Do corpo desse acórdão consta ainda que nem se diga que o Código de Defesa do Consumidor consagra um direito novo, desligado do antigo; antes, o que existe é o direito antigo revelado em posições novas e mais atuantes.(17)

Ademais disso, CARLOS ROBERTO BARBOSA MOREIRA admite que a distribuição do ônus probatório, nos litígios envolvendo consumidores, assim como nos demais de natureza civil, se submete, em princípio, às normas do artigo 333 do CPC, pois o direito processual codificado é o direito comum, que obedece todo e qualquer procedimento, salvo naquilo que o texto específico diversamente porventura disciplina ou que com o seu sistema seja incompatível.(18).

Além disso, essa modificação no campo probatório não decorre das circunstâncias do caso ou de determinação judicial, mas de imperativo legal, sujeito a interpretação restritiva.(19)

LUIS EDUARDO BOAVENTURA PACIFICO menciona a respeito que as normas de inversão do ônus probatório, referindo-se expressamente à Lei 8078/90, revestem-se desenganadamente de caráter excepcional e, como tal, só podem ser interpretadas restritivamente: Exceptiones sunt strictissimae interpretationis. (20)

Revela-se então inadmissível a aplicação das regras de inversão do ônus probatório contra a Fazenda Pública, porque incompatível com as normas de distribuição contempladas em nosso Codex, plenamente vigente.


2. A responsabilidade objetiva e a noção de culpa.

A responsabilidade objetiva, conquanto referida a fato de outrem, não dispensa, de per se, a aferição de culpa, muito embora, de modo subjetivo, esteja ligada a pessoa apenas indiretamente conectada ao fato danoso.

Inúmeros juristas consideram que, nesses casos, há um elo ligando o responsável ao ato praticado pelo culpado, considerando, por isso, de fato próprio a imputabilidade.
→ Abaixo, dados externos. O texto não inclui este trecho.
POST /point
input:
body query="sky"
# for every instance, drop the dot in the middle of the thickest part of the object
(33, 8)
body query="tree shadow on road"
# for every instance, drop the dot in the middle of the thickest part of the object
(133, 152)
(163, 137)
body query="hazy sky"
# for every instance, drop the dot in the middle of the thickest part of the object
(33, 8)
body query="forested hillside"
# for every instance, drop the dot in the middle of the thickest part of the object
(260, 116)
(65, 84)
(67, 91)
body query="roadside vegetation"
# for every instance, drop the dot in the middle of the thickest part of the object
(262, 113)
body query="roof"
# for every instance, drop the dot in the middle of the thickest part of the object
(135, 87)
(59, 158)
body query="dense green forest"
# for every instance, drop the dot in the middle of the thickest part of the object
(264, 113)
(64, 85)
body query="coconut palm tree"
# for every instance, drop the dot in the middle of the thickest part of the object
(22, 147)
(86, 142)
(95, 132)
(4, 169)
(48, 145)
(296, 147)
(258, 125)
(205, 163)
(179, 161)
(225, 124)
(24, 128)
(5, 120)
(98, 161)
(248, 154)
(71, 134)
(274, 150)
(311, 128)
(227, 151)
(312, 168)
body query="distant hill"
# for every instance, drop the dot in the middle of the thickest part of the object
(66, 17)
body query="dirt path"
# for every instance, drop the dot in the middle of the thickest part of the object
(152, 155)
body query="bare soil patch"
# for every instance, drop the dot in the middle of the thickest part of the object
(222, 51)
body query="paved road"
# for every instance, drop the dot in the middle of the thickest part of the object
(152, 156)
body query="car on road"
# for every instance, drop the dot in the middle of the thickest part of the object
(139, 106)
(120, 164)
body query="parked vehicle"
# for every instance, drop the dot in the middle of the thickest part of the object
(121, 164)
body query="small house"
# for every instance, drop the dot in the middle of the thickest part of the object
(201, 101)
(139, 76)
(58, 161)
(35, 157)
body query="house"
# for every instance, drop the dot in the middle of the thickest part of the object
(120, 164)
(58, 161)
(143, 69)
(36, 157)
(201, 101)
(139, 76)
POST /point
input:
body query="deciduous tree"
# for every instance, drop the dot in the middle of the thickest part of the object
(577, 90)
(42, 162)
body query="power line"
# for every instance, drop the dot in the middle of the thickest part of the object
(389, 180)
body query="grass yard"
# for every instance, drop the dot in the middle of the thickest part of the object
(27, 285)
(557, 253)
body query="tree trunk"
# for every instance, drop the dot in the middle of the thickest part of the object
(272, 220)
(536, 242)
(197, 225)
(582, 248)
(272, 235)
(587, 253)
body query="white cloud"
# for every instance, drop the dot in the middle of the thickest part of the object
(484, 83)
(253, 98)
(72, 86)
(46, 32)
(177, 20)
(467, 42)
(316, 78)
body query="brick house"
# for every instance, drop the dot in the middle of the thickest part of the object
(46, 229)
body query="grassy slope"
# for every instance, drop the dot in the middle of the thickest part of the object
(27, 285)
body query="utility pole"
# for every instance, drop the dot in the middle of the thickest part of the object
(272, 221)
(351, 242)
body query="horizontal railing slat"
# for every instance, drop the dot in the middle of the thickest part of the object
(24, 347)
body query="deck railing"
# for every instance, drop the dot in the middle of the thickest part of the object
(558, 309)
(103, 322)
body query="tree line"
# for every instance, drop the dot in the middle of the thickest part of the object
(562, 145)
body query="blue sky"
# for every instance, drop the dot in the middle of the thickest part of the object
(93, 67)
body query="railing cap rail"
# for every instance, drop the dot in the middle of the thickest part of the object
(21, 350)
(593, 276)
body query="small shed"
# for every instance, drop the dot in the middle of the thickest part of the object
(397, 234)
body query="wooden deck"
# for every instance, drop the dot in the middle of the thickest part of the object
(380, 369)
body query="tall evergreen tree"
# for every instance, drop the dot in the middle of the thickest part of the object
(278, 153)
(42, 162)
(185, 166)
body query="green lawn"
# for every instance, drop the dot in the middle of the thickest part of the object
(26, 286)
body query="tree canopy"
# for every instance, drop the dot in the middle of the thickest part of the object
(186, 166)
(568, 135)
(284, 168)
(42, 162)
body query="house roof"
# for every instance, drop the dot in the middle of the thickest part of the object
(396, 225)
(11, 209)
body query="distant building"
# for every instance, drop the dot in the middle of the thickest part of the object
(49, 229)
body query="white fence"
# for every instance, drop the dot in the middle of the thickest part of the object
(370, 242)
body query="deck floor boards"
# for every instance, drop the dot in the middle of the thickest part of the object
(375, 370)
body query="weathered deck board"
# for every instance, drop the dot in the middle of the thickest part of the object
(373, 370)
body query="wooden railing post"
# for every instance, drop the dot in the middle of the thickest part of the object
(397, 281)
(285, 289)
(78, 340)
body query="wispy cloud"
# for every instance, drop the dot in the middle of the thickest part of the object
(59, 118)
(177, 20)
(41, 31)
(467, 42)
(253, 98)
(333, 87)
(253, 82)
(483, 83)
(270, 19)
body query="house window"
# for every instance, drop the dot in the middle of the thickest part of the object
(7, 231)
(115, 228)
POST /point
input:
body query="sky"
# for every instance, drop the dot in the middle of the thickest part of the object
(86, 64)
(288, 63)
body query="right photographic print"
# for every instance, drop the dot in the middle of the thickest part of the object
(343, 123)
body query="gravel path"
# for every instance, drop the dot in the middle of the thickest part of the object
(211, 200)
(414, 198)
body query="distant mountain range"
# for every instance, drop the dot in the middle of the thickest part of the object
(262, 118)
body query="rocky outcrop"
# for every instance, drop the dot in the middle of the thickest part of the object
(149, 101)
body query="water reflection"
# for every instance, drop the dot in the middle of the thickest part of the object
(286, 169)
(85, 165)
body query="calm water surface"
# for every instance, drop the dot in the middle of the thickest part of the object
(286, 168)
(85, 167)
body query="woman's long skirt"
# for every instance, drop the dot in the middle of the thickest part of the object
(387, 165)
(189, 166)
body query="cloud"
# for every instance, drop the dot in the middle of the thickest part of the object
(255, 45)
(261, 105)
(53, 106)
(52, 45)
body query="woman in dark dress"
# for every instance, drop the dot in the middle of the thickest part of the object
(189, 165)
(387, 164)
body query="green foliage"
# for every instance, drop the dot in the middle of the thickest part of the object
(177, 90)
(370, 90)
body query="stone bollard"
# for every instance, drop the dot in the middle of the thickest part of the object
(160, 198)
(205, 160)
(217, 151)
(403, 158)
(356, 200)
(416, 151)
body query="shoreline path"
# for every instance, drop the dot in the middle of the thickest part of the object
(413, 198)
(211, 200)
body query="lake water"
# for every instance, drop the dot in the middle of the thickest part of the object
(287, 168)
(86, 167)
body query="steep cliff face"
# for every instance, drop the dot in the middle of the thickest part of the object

O artigo 1521 do Código Civil(21) contempla hipóteses taxativas, que não resistem a evidência de que a responsabilidade objetiva deriva do dever de custódia legal outorgado aos indicados, revelado insuficiente à cautela exigida, o que resulta de negligência, elemento formador da culpa civil.

A exemplo, ALVINO LIMA em sua clássica obra afirma que a responsabilidade do pai ou da pessoa a quem legalmente compete a vigilância do menor será elidida, uma vez que o civilmente responsável prove que não houve de sua parte culpa ou negligência. Não haverá, pois, a responsabilidade, provando-se que o ato do menor ou tutelado não resultou de deficiência, de ausência de educação ou de qualquer outro fato imputável ao responsável.(22)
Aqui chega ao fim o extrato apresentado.